Minari
Cine - Series / Lee Isaac Chung

Minari

8 / 10
Jordi Picatoste Verdejo — 13-03-2021
Empresa — Plan B Entertainment

En una de esas conexiones inesperadas que hacemos cuando vemos películas o nos enfrentamos a cualquier otra forma artística, al ver “Minari”, ganadora del Festival de Sundance del año pasado, pienso en “Corrandes de la parella estable”, la canción de Manel en que se relatan los esfuerzos cotidianos de una pareja por salir adelante a lo largo de los años a pesar de las diferencias entre quienes la componen. No es muy probable que Lee Isaac Chung conozca al grupo barcelonés ni que entienda el catalán, pero hay en la cinta autobiográfica de este cineasta americano de origen coreano una apelación a los esfuerzos cotidianos de la gente corriente que es universal y se manifiesta en humanos de todos los continentes y razas. Seguramente no pensaba Chung en el nombre de Manel sino tal vez en Yasujiro (Ozu) o con mayor probabilidad en Hirokazu (Kore-Eda), quienes, aunque japoneses y no coreanos, emergen como personalidades relevantes, sino maestros, de influjo permanente en el cine asiático.

De este modo, como en el cine de Kore-Eda, una familia formada por varias ramas del árbol genealógico se hace presente en “Minari” y lo hace con una variante propia y personal: la experiencia migratoria, el choque con otra cultura aparentemente opuesta. Isaac Chung vuelca así recuerdos de su infancia en la América de los años ochenta. En el filme, tras los primeros desajustes entre los recién llegados –en este caso de una migración interna, de California a Arkansas–, el núcleo familiar formado por un matrimonio joven y sus dos hijos se completa con la llegada de la abuela materna, que personifica la antítesis de la ortodoxia geriátrica: malhablada, es incapaz de cocinar para sus nietos, pero puede enseñarles a jugar a cartas. Sin embargo, este personaje trasciende lo anecdótico y sirve para confrontar al nieto con sus raíces, abandonadas en un lugar que ni conoció, y modificar su animosidad hacia sus orígenes.

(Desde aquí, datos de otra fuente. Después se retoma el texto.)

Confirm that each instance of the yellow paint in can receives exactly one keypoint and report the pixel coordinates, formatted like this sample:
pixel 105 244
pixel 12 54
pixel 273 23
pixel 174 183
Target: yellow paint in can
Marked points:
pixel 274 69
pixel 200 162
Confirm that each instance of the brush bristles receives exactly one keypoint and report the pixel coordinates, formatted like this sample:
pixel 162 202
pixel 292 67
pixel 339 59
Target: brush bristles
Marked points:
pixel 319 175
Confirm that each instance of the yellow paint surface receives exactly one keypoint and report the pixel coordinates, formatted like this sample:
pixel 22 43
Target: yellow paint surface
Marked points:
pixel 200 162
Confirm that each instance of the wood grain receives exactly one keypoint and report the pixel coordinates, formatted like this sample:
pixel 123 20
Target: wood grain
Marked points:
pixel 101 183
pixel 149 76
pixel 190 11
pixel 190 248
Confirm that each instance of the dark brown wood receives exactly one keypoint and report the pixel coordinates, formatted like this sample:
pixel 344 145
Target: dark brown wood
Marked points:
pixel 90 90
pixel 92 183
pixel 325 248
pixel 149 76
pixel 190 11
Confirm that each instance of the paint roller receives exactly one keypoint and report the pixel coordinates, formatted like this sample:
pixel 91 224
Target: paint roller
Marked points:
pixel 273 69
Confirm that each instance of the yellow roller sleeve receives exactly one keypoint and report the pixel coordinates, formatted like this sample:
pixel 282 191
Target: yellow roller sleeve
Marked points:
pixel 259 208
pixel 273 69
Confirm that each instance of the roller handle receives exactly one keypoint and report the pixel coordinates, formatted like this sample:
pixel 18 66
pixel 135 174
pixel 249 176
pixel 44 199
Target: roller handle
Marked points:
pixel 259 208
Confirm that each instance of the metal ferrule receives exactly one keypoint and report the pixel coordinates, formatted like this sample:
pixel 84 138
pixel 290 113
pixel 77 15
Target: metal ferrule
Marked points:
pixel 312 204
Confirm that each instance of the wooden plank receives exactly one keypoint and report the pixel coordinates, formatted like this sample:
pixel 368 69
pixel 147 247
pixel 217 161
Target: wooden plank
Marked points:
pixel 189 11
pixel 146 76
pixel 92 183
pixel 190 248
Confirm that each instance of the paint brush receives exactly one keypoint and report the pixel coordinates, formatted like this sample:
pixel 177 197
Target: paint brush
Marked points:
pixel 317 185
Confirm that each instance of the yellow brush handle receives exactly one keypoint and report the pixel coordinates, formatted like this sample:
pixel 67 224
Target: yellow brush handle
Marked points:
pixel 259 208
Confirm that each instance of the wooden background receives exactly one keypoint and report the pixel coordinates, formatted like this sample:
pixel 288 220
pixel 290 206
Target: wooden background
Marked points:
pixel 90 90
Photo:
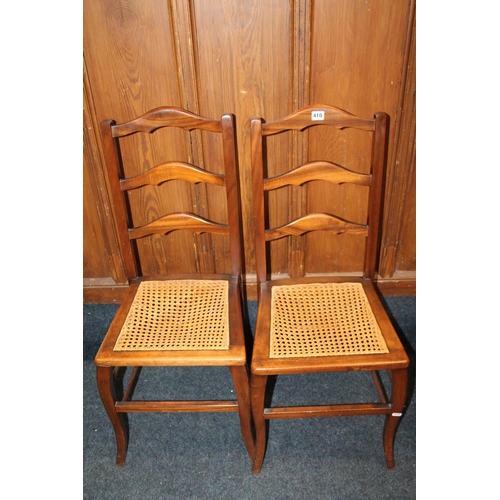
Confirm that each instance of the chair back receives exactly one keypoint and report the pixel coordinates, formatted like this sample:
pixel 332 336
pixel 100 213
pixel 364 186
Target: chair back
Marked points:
pixel 265 180
pixel 127 190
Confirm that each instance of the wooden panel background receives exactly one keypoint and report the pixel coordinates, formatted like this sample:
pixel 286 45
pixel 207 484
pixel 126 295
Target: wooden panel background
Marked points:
pixel 251 58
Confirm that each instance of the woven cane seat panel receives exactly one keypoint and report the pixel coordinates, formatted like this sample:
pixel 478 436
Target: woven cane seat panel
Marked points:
pixel 177 315
pixel 323 319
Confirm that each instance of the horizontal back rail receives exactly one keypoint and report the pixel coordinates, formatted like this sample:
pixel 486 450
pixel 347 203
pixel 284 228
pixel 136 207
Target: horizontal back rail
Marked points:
pixel 318 114
pixel 317 171
pixel 172 170
pixel 165 117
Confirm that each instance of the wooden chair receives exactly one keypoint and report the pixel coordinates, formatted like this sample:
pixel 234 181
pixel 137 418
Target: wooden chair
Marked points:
pixel 172 320
pixel 312 324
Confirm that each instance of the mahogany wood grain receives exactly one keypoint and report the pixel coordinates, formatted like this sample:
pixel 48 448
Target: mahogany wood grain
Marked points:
pixel 110 359
pixel 265 363
pixel 251 58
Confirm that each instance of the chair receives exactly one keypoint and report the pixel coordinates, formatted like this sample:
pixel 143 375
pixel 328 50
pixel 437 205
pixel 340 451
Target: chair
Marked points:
pixel 323 323
pixel 173 320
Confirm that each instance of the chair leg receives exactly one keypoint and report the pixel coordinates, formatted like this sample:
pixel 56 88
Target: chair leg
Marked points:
pixel 241 387
pixel 258 394
pixel 107 390
pixel 399 389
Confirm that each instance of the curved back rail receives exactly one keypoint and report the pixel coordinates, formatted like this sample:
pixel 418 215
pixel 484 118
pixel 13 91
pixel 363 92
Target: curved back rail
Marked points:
pixel 323 171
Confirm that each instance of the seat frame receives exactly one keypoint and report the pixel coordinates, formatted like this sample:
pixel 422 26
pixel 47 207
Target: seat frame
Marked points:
pixel 395 362
pixel 110 364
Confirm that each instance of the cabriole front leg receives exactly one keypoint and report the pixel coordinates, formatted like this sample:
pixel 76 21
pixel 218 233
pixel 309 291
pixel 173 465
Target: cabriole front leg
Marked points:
pixel 399 390
pixel 242 389
pixel 107 390
pixel 258 393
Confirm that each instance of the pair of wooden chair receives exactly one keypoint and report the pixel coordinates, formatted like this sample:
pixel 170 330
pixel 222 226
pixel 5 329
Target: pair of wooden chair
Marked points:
pixel 305 324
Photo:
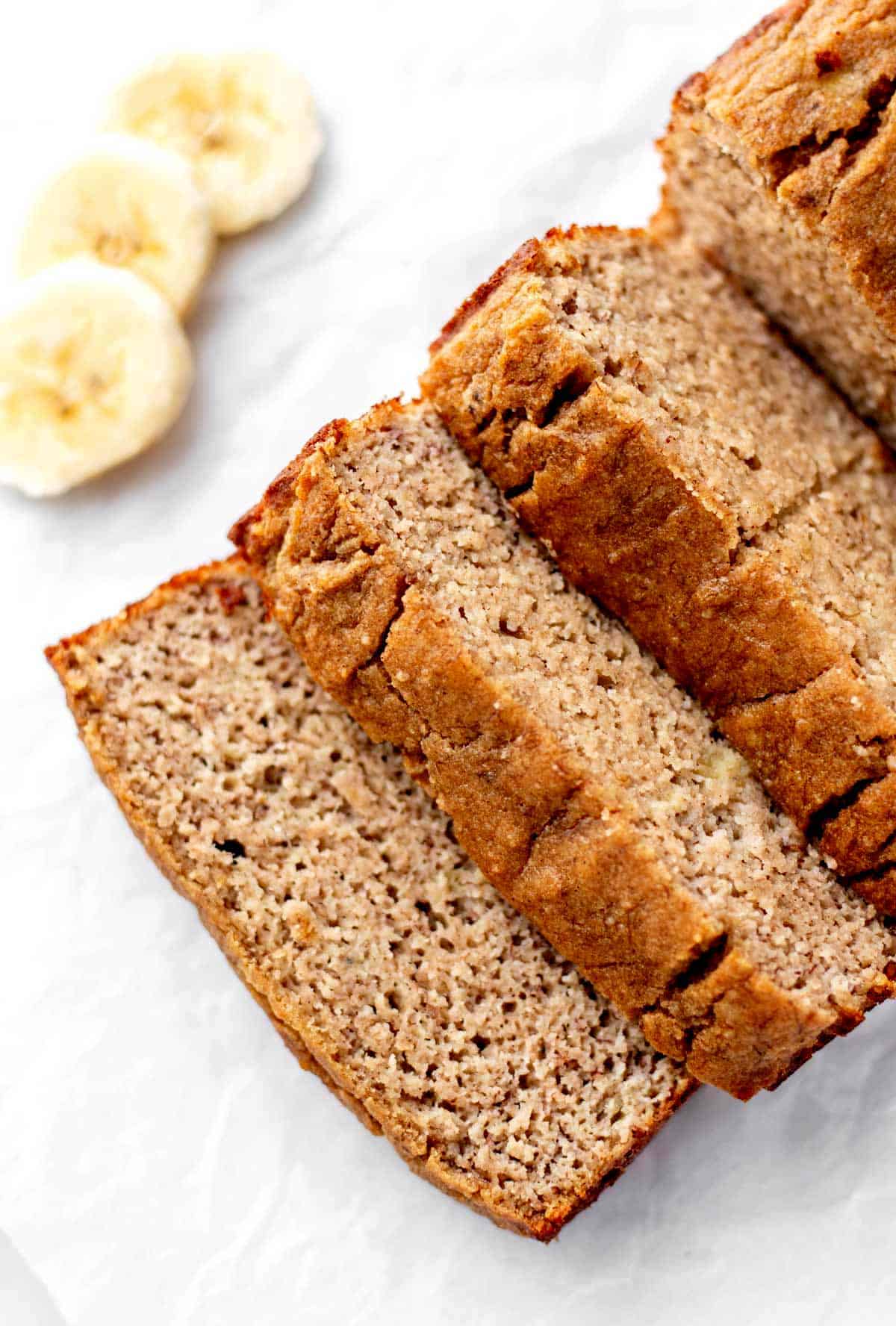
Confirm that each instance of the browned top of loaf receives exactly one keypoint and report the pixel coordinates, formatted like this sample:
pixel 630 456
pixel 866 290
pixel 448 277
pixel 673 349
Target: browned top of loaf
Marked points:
pixel 336 888
pixel 648 423
pixel 586 785
pixel 809 99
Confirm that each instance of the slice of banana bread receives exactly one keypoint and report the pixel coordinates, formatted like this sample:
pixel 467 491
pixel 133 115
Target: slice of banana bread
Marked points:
pixel 583 782
pixel 386 962
pixel 781 164
pixel 651 427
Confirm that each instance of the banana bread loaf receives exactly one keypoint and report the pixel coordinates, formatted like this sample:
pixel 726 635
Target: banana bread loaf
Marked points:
pixel 781 164
pixel 583 782
pixel 333 885
pixel 715 492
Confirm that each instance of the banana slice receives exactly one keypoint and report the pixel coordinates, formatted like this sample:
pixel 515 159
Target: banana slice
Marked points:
pixel 129 203
pixel 93 367
pixel 246 121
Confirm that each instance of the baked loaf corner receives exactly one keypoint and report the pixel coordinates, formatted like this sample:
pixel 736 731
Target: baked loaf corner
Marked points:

Hay en “Minari”, como en la canción de Manel y en el cine de Ozu y Kore-Eda, ese apacible fluir de la vida a través de los detalles, sin obviar las dinámicas de ensayo-error que acaban fortaleciendo ni tampoco esos golpes imprevistos que cambian perspectivas y moldean personalidades. Y para eso da lo mismo el número de consonantes que tenga tu apellido o cómo sean tus hendiduras palpebrales. Así, la voluntad del cineasta es la identificación de autóctonos y foráneos. Ello se ejemplifica en Paul, el veterano de la guerra de Corea encarnado por Will Patton –cuyo estupendo trabajo, extrañamente, está pasando desaparecido en la temporada de premios–, un fanático religioso, cuyo desquiciamiento se nos muestra como el de un personaje de John Ford –el Moses Harper (Hank Worden) de “Centauros del desierto”–: entre el humor y la compasión por sus heridas. Funciona como declaración de principios de la película el admirable tratamiento que el guion hace de él, mostrando sus excentricidades con empatía sin llegar nunca a la caricatura. Paul se convierte en un aliado en la tentativa del pater familias en la plantación de un huerto, es decir, la consecución de un lugar propio (y de su familia) en un entorno ajeno. “Minari” es, pues, una obra que discurre entre sutilezas y simbolismos –título incluido–, en busca de la concordia con los demás (pero también con uno mismo).